Gold Coast Police Chief Superintendent Mark Wheeler said travellers needed to prove to police they had not been in COVID-19 hot spots.
Ms Palaszczuk said police would be checking border passes and warned fines would be issued if there were false declarations.
Almost 250,000 people have already filled out declarations to visit Queensland so far.
Supt Wheeler warned Queensland could mirror Victoria's plight - which has entered six weeks of lockdown - "if we don't get this right".
"People need to do the right thing, plan their journeys according and understand unfortunately at the moment this is the new normal," he said.
Queensland's border will reopen to all states and territories except Victoria from midday, as the southern state grapples with an alarming spike in COVID-19 cases.
It's not known when Victorians will be allowed into the Sunshine State, with the Premier saying community transmission needed to be brought under control.
"There is a lot of community transmission in Victoria at the moment," she said.
"I'm very sorry that Victorians can't come here.

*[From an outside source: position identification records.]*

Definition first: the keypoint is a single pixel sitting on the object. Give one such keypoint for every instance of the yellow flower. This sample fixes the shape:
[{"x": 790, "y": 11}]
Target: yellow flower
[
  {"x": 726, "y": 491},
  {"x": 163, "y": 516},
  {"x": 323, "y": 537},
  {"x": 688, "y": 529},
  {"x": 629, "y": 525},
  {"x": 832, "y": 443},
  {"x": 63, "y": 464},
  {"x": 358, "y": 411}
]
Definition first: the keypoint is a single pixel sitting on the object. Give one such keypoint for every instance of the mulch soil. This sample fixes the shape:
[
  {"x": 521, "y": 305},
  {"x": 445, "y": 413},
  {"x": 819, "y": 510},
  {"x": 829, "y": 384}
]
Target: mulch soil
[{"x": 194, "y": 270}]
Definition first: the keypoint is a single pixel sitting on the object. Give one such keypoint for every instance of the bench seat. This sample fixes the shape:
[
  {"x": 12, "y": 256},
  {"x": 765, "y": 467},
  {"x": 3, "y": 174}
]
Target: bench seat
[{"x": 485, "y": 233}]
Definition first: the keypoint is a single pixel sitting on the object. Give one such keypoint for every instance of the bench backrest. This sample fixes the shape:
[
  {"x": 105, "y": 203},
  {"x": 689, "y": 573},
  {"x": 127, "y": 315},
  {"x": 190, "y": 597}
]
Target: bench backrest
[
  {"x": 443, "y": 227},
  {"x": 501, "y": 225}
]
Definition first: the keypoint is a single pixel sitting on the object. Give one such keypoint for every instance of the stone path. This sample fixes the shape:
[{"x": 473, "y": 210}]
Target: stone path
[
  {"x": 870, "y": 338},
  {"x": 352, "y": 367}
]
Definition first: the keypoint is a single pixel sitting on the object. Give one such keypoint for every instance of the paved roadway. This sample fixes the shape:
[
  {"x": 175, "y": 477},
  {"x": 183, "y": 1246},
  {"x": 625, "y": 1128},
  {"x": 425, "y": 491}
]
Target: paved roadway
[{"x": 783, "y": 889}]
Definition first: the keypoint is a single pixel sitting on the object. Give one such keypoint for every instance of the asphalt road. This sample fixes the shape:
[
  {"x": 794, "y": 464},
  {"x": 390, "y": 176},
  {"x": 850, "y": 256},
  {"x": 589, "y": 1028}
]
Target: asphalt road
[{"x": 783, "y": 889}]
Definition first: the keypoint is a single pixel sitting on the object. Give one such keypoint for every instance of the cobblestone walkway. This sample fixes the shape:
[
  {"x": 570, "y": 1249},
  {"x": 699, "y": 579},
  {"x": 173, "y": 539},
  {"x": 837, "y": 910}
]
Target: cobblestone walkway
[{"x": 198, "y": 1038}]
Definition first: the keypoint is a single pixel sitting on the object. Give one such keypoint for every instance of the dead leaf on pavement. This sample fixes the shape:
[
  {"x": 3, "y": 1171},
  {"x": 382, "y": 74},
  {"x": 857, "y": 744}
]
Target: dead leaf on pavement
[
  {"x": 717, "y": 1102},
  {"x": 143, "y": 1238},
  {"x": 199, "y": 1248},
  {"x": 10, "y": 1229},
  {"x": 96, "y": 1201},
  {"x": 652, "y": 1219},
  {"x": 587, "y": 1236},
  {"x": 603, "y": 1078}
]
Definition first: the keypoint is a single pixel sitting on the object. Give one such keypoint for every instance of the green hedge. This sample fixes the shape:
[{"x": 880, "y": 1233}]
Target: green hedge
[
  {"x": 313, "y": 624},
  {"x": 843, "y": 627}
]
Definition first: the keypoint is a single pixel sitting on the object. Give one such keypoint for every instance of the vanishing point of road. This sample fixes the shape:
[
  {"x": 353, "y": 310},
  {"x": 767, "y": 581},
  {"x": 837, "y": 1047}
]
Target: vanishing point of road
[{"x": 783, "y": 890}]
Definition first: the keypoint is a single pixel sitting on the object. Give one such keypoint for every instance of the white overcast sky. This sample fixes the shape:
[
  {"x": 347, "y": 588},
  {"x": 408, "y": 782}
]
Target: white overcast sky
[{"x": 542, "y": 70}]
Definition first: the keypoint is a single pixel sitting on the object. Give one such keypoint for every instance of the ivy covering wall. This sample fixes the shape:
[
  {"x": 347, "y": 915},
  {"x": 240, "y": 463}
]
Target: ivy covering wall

"I know there's a lot of families that are going to be separated during this time as well, it is going to be very difficult but no one could have foreseen that coronavirus was going to have the impact it has had both from a health perspective and an economic perspective on our country and around the world."
Ms Palaszczuk will today advocate for fewer international arrivals at National Cabinet, saying she'd already made that clear to Scott Morrison.
"I said that earlier this week I backed in Premier Mark McGowan, I think it's very important that we have less flights coming in at the moment until we get everything under control here in Australia," she said.
The Premier warned what's happening in Victoria could happen in Queensland.